Saúde

Pesquisadores pedem mais regulamentações sobre produtos químicos que alimentam a obesidade

Pesquisadores pedem mais regulamentações sobre produtos químicos que alimentam a obesidade

A exposição a produtos químicos está alimentando problemas de obesidade em todo o mundo, e agora os pesquisadores estão pedindo aos governos que expandam as regulamentações que visam essas substâncias. Chamados de obesogênicos, os produtos químicos têm efeitos desreguladores de hormônios que podem desempenhar um grande papel no desenvolvimento da obesidade, além de tornar mais difícil para as pessoas manterem o peso quando o perdem.

Os pesquisadores apresentaram evidências de que os produtos químicos obesogênicos são um “risco significativo para a saúde pública” no 59º Encontro Anual da Sociedade Europeia de Endocrinologia Pediátrica. Os pesquisadores descrevem certos produtos químicos como desreguladores que podem “embaralhar nosso metabolismo normal”, tornando os indivíduos expostos a eles mais propensos a ganhar peso.

Essas substâncias incluem ftalatos, bisfenóis e PFOS; o último produto químico, por exemplo, é encontrado em panelas antiaderentes e foi descoberto que programa o corpo para armazenar gordura, mesmo se as condições forem tais que você normalmente queimará calorias, como quando está fora de casa em tempo frio. Os bisfenóis, por sua vez, podem aumentar o tamanho das células de gordura e tornar o corpo mais propenso a armazenar gordura.

Depois, há os ftalatos, que são usados ​​em coisas como embalagens de alimentos e produtos de higiene pessoal. Estudos ligaram esta substância à alteração do metabolismo das proteínas, desencadeando o armazenamento de gordura, apesar da dieta e dos exercícios. Estes são três produtos químicos comuns aos quais as pessoas podem ser expostas durante a vida cotidiana normal.

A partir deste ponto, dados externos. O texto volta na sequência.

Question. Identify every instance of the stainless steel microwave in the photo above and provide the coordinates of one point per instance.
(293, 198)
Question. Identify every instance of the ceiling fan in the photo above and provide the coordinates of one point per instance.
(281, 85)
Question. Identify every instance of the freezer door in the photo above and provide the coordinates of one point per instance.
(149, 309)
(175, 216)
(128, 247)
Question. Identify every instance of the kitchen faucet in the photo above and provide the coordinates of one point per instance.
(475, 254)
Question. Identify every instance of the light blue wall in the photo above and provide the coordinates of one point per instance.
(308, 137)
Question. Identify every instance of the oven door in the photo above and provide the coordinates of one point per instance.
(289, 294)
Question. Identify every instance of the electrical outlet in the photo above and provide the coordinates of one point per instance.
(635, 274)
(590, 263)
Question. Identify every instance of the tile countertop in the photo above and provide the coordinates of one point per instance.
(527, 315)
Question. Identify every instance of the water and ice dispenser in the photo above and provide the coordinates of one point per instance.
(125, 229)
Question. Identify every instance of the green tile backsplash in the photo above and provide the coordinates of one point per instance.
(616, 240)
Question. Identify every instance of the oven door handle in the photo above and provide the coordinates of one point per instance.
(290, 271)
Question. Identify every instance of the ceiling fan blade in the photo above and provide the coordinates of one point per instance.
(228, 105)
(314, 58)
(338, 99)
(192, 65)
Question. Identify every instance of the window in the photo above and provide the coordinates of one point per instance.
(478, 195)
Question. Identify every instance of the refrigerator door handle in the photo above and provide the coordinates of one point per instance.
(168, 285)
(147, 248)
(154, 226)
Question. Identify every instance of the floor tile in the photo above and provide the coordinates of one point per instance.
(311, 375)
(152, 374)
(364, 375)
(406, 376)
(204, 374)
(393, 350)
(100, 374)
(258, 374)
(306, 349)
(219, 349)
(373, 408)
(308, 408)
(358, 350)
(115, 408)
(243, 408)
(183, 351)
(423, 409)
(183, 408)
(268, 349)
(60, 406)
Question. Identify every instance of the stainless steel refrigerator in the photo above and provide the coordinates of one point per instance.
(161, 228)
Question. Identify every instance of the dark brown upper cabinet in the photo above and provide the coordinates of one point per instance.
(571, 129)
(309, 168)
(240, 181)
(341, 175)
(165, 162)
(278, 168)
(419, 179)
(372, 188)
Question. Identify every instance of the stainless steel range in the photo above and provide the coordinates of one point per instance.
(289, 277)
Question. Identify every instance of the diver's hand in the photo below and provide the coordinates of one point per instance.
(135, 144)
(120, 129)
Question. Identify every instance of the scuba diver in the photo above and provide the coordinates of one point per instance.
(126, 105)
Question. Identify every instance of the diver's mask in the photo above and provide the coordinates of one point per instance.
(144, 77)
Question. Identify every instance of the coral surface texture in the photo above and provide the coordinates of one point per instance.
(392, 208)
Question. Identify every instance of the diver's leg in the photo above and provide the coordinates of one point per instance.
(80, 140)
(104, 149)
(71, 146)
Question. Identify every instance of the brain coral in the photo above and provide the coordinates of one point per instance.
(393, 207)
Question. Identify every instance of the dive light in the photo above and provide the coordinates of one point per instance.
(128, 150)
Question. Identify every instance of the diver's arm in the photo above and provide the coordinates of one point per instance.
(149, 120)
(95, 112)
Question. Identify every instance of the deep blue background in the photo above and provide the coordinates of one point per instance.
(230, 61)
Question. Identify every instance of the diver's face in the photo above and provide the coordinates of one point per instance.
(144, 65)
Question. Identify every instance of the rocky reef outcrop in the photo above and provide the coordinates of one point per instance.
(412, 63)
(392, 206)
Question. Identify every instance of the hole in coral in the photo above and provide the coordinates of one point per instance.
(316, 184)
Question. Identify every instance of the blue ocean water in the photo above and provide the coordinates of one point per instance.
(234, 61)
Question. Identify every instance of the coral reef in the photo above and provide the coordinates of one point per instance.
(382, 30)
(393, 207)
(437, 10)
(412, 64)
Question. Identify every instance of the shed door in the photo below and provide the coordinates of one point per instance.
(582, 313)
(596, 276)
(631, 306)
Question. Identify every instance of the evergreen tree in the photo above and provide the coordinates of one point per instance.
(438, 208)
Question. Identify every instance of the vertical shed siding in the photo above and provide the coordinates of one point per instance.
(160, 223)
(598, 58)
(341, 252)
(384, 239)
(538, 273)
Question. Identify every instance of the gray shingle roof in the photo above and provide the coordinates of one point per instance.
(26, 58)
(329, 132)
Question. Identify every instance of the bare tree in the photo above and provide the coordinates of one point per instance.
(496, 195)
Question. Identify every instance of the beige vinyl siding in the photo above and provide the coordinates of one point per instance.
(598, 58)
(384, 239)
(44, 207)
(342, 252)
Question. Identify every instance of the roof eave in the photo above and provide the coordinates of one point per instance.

O Dr. Leonardo Trasande, um dos pesquisadores por trás de vários estudos sobre o tema, explicou:

O velho mantra “calorias entrando, calorias saindo” para a prevenção da obesidade negligencia o papel crucial das exposições a produtos químicos como uma terceira perna das fezes. Em contraste com as intervenções na dieta e na atividade física, que podem ser difíceis de implementar, quanto mais de manter, os níveis de obesogênicos nas embalagens de alimentos e outros materiais podem ser modificados por meio de regulamentação.